How to find out if and what your customer is willing to pay
An excellent way to test a revenue model without having your final solution ready is via a Dry Wallet. You create a fake checkout process and offer your product or service for free at the end of it via your Concierge model or Wizard of Oz experiment.
When you are a bit further with the development of your solution and already have a functioning solution, you could use a Price Elasticity Survey to learn what the upper and lower boundaries are for your pricing model.
Dry Wallet experiment: Is my customer prepared to pay for my solution?
A Dry Wallet or Fake Checkout experiment tests whether your potential customers are willing to pay for your solution by creating a fake checkout process and offering your Concierge model solution or Wizard of Oz experiment to them for free.
- Is your potential customer willing to pay for your solution
- Does pricing or payment options influence your conversion rate
Instead of building a complicated checkout process with credit card integration or pay by invoice system, create a form where customers can leave their billing information and add a price, and a checkout button.
Measure how many people visit the Checkout page, fill in the form, and click on your Checkout button.
You can experiment with different payment methods and pricing to see if that significantly affects your conversion rate.
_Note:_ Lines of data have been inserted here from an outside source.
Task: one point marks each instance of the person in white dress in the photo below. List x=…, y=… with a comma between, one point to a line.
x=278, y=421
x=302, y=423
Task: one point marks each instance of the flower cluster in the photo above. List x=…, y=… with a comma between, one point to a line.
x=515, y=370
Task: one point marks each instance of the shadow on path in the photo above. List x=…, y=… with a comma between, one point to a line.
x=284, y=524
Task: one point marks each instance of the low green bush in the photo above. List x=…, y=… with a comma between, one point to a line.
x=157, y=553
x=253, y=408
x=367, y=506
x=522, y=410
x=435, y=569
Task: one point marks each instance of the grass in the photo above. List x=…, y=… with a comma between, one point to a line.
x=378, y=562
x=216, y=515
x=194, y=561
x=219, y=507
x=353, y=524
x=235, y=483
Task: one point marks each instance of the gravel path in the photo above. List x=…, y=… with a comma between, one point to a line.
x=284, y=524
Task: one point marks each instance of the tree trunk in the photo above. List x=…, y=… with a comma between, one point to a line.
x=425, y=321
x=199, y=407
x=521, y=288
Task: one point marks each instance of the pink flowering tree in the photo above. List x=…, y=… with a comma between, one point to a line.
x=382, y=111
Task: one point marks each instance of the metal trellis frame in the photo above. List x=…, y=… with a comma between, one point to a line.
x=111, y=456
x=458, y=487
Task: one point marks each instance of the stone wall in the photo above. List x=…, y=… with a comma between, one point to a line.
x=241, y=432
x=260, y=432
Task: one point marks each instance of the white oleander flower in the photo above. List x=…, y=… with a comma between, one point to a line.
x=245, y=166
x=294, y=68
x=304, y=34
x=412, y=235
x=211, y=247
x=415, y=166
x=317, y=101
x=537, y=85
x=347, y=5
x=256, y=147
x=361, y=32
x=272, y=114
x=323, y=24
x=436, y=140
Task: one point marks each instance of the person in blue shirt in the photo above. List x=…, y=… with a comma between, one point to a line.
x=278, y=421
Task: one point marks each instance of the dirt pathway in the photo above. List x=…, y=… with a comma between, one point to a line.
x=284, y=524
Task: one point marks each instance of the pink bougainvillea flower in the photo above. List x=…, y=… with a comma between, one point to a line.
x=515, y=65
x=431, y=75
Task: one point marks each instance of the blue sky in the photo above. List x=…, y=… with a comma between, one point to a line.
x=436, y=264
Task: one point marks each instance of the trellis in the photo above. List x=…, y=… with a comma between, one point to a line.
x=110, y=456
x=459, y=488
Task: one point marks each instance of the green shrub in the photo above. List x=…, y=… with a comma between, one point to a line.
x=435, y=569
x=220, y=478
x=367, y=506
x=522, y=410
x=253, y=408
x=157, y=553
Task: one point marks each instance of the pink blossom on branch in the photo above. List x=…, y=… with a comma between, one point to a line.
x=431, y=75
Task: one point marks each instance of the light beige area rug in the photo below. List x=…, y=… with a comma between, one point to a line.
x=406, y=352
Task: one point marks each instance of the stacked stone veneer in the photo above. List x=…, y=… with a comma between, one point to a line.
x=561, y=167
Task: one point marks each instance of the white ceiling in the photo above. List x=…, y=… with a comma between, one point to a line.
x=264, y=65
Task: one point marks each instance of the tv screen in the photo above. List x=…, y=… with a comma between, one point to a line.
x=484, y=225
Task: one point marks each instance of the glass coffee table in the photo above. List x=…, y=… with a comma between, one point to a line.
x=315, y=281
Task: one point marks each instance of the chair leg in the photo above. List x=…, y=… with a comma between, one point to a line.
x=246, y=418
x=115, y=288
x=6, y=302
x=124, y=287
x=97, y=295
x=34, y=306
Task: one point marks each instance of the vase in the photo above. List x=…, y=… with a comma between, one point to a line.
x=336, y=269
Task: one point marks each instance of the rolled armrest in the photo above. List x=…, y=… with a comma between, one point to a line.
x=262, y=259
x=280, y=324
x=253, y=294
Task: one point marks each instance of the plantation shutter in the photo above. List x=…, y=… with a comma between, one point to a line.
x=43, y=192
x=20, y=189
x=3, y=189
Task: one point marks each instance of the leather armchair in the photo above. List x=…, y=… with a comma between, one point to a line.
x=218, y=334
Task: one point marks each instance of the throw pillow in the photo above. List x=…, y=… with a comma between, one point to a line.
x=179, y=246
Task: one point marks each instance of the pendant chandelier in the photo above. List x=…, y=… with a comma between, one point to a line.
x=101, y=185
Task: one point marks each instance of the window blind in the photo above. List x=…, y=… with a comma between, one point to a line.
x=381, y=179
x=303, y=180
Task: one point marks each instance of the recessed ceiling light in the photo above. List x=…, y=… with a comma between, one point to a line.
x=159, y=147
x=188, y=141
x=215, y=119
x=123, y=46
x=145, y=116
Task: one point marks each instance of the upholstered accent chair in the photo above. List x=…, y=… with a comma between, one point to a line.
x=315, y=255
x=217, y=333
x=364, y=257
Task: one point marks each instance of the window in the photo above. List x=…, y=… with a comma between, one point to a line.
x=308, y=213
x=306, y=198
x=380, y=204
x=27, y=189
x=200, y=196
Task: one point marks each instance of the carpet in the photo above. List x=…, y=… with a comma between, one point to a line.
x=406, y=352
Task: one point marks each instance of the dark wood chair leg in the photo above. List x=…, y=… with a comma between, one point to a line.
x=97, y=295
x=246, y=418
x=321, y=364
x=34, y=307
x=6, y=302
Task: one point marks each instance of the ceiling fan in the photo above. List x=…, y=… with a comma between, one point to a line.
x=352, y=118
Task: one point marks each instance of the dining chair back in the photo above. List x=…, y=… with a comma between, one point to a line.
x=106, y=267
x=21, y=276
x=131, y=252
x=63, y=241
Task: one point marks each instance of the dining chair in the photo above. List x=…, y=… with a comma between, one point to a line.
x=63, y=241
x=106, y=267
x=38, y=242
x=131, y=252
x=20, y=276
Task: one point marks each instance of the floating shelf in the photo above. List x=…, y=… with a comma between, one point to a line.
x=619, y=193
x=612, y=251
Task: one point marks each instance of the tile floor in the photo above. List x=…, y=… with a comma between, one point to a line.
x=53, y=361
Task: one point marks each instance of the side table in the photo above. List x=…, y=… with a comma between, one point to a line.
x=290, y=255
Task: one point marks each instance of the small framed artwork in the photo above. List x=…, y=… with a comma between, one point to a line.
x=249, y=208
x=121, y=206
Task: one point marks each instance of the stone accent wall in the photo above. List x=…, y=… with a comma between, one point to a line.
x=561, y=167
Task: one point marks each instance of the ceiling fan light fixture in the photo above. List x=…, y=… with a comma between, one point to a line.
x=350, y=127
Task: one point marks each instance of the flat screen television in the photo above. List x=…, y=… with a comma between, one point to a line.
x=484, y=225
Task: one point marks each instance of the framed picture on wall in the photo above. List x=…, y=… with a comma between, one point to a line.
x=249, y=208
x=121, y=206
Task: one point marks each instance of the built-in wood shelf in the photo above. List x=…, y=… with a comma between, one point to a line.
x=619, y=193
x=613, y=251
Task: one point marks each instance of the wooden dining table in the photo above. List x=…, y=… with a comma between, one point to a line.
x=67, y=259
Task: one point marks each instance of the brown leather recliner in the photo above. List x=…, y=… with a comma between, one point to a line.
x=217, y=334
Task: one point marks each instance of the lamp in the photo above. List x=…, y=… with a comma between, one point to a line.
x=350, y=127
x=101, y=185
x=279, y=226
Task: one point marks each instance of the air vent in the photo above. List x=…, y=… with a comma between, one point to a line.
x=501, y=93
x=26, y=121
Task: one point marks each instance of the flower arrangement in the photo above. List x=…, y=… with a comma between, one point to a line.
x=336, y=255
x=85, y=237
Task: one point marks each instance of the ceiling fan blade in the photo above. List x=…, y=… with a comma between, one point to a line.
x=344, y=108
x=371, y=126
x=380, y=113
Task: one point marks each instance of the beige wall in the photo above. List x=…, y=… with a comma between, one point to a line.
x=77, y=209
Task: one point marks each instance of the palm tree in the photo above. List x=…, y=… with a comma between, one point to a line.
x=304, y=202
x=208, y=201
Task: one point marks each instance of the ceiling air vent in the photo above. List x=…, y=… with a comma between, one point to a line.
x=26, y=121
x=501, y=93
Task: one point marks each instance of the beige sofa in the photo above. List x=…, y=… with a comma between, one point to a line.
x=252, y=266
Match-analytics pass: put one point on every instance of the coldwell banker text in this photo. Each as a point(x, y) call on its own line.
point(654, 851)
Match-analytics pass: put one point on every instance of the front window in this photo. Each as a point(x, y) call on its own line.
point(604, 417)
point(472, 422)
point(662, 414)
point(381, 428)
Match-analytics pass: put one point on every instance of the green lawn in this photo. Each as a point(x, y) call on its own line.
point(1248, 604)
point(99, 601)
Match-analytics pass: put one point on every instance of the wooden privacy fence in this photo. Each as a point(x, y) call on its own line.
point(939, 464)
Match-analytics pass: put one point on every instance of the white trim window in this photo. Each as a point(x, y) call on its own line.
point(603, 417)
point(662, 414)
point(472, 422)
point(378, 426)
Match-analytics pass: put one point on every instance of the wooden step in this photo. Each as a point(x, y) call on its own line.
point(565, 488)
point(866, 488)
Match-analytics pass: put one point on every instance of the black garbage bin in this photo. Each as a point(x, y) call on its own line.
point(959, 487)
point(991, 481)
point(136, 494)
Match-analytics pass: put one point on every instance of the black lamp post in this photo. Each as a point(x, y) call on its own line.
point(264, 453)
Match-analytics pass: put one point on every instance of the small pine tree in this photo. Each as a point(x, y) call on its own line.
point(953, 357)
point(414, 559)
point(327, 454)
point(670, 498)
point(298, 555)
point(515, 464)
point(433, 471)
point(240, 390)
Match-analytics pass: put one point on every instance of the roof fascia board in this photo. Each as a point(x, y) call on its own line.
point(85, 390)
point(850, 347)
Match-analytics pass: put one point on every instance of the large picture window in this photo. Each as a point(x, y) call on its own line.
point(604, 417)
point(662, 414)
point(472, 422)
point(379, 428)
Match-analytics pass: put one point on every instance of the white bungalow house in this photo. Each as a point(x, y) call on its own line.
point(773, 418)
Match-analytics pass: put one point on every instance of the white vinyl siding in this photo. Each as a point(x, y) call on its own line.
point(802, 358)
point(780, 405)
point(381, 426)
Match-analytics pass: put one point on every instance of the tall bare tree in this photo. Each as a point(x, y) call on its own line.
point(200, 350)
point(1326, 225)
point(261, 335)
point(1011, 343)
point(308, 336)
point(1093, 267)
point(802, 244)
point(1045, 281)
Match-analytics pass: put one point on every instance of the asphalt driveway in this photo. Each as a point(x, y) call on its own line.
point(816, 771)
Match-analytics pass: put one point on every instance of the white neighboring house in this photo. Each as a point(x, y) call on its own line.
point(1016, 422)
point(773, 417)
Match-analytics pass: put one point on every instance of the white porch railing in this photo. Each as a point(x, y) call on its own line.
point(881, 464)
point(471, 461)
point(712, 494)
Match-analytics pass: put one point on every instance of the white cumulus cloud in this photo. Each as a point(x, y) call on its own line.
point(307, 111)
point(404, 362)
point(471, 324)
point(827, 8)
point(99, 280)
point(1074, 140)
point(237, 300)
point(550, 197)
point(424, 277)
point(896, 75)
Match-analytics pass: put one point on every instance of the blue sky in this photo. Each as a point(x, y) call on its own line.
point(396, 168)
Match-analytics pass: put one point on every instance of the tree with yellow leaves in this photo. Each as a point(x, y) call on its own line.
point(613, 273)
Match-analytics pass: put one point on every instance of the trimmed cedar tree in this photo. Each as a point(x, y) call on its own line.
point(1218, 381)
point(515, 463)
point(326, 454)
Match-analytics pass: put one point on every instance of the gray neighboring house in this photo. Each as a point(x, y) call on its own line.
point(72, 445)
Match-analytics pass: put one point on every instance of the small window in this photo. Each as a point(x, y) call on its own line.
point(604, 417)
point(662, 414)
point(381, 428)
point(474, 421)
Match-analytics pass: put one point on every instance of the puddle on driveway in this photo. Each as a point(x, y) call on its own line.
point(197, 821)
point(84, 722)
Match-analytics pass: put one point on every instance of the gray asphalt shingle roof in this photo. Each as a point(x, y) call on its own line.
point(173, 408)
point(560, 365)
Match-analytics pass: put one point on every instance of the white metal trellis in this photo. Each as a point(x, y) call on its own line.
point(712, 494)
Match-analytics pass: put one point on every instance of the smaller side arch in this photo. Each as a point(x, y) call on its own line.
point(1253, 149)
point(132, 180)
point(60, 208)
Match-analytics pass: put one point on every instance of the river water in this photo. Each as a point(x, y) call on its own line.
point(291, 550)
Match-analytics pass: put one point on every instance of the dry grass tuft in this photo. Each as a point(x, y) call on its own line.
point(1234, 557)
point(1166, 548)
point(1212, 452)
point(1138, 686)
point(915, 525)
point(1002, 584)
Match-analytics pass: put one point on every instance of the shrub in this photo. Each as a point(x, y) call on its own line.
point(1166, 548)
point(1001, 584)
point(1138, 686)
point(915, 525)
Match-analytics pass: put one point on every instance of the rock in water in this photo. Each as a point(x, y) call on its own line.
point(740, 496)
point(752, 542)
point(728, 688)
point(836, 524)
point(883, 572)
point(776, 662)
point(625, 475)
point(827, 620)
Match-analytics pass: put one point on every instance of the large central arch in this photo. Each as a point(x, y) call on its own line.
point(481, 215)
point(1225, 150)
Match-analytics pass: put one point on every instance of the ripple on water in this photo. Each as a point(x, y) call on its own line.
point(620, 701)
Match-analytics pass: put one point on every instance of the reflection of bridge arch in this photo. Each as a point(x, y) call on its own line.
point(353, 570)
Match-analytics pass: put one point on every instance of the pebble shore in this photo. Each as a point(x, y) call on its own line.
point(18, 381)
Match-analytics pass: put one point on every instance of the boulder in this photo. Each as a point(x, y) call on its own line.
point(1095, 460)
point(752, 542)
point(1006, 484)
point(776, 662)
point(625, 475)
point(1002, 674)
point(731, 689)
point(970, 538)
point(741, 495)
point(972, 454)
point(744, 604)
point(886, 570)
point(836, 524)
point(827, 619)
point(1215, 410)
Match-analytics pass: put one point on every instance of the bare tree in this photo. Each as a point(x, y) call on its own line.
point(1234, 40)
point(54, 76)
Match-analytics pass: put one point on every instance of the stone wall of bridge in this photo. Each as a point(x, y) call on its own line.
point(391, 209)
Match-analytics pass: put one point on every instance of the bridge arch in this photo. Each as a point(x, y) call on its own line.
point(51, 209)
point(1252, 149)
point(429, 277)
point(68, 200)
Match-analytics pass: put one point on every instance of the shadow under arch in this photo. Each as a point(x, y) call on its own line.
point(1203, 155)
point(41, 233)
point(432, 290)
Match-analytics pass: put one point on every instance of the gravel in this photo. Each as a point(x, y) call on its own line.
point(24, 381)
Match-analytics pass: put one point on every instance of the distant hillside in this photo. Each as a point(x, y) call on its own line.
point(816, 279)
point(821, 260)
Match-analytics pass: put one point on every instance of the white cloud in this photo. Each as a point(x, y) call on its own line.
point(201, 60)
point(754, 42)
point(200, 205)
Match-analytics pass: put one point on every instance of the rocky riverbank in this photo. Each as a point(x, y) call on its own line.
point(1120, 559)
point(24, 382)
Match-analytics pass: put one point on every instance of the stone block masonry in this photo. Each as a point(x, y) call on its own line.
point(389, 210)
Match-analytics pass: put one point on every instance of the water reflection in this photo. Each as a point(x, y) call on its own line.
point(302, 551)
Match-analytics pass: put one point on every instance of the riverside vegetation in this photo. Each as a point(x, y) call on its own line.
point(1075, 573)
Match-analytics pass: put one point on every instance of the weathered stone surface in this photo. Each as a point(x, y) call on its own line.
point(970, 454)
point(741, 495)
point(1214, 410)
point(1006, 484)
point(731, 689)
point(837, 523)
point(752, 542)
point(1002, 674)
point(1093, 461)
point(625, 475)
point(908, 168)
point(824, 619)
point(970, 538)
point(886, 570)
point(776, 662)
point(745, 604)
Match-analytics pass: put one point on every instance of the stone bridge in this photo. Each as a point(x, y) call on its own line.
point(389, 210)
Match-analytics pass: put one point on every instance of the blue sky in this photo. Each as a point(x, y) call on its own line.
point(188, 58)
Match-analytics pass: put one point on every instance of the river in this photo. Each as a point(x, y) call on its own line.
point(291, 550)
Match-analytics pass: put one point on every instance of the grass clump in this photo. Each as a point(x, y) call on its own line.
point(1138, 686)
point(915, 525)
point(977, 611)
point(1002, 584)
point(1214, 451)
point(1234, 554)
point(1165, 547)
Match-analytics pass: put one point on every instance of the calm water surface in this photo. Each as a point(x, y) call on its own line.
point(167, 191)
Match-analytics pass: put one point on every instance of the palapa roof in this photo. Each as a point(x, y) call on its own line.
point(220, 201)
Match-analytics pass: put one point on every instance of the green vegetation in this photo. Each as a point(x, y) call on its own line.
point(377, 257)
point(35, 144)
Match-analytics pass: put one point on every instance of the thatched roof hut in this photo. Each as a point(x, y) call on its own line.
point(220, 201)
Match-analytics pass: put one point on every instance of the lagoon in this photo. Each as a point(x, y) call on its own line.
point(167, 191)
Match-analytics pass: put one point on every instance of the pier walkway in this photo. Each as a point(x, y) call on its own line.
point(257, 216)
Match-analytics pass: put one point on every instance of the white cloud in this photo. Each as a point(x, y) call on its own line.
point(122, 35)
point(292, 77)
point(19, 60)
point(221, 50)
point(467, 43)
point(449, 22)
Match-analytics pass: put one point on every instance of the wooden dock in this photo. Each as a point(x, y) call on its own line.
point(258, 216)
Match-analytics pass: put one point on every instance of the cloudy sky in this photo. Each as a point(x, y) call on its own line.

Price Elasticity Survey: What is my customer willing to pay?
Do you have a clear understanding of how much you can charge for your solution? Most start-ups spent up to 45 minutes on their pricing. Once.
Your pricing is a super important tool to drive growth. It is easier to increase your price by 10% than to acquire 10% more users. But what is the range your pricing should be in? You find out by asking your customers.
Your customers aren’t very good at thinking about specific price points, though. They won’t be able to tell you if your solution is worth 199 euro per month or 279 euro.
The Price Elasticity Survey can help you find the answers.
- What is the lower and upper limit of your pricing plans
- What are the core features your customers are willing to pay for
- What types of pricing plans could you create to serve your customers best
The Van Westendorp’s Price Sensitivity Meter is behind the Price Elasticity Survey and is developed to determine the pricing landscape for your solution. It is based on four key questions about your pricing:
- At what price would you consider the product to be so expensive that you would not consider buying it?
- At what price would you consider the product to be priced so low that you would feel the quality couldn’t be very good?
- At what price would you consider the product starting to get expensive so that it is not out of the question, but you would have to give some thought to buying it?
- At what price would you consider the product to be a bargain—a great buy for the money?
By creating a survey and sending these questions to your current and potential customers, you can determine certain price points. The optimal price is somewhere between Too Cheap and Cheap / Good Value.
You start with a price on the low end of the range and increase it when adding new features.
Later, in your scale phase, you can start experimenting with raising the price towards the Cheap / Good Value limit and seeing where the best pricing is compared to the number of new customers you can acquire.
When you analyze your survey, split up the results based on the different customer segments you have to determine if price elasticity is different between different customer segments. It can be that one segment is willing to pay much more for the full set of features that you want to offer, and another customer segment is only interested in a subset and has less budget. By analyzing these differences, you can create different pricing plans that fit your identified customer segments.